SINet: A Scale-insensitive Convolutional Neural Network for Fast Vehicle Detection
Xiaowei Hu, Xuemiao Xu, Yongjie Xiao, Hao Chen, Shengfeng He, Jing Qin, and Pheng-Ann Heng

TL;DR
SINet is a novel CNN architecture designed to improve vehicle detection across varying scales by maintaining small object structure and reducing intra-class feature variance, achieving high accuracy and speed.
Contribution
The paper introduces scale-insensitive techniques, including context-aware RoI pooling and a multi-branch decision network, compatible with existing CNNs for improved vehicle detection.
Findings
Achieves up to 37 FPS on KITTI benchmark.
Improves detection accuracy for small and large vehicles.

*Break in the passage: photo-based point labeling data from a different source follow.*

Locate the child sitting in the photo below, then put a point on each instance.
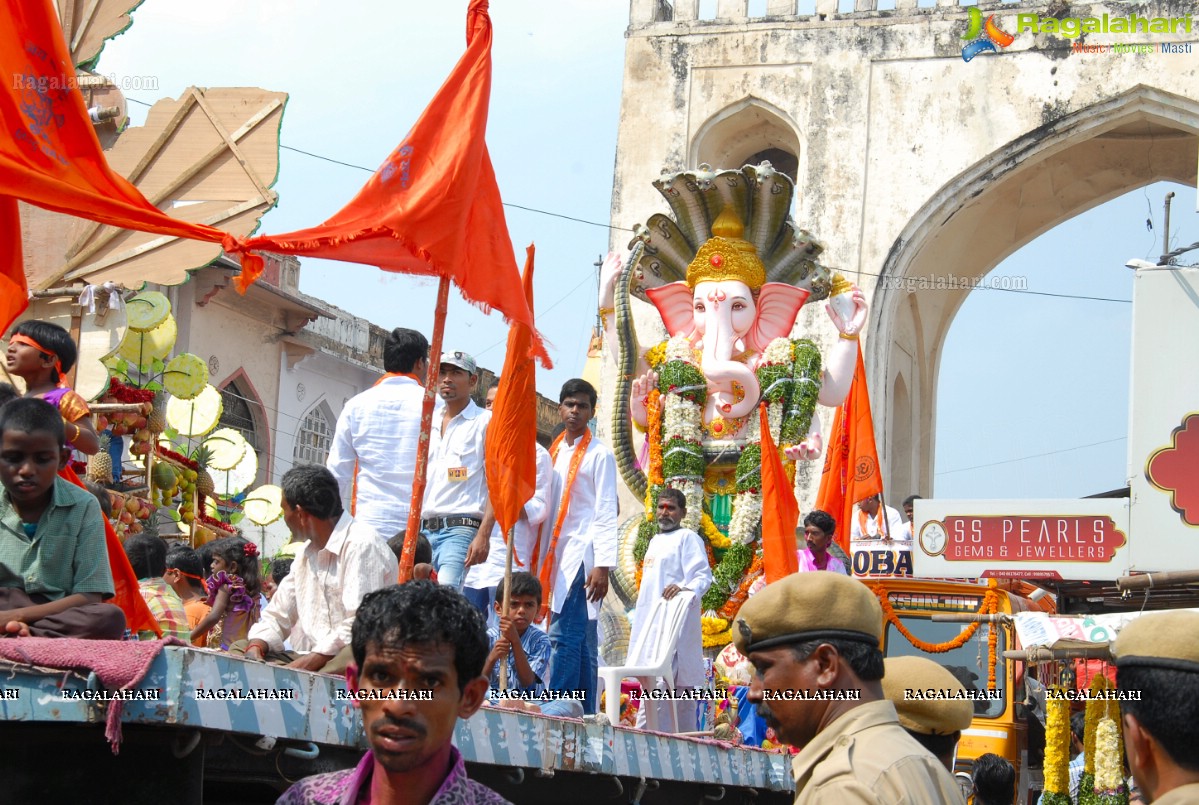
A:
(148, 554)
(234, 588)
(184, 576)
(524, 647)
(53, 563)
(41, 354)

Maintains end-to-end training with no extra time complexity.
Abstract
Vision-based vehicle detection approaches achieve incredible success in recent years with the development of deep convolutional neural network (CNN). However, existing CNN based algorithms suffer from the problem that the convolutional features are scale-sensitive in object detection task but it is common that traffic images and videos contain vehicles with a large variance of scales. In this paper, we delve into the source of scale sensitivity, and reveal two key issues: 1) existing RoI pooling destroys the structure of small scale objects, 2) the large intra-class distance for a large variance of scales exceeds the representation capability of a single network. Based on these findings, we present a scale-insensitive convolutional neural network (SINet) for fast detecting vehicles with a large variance of scales. First, we present a context-aware RoI pooling to maintain the contextual…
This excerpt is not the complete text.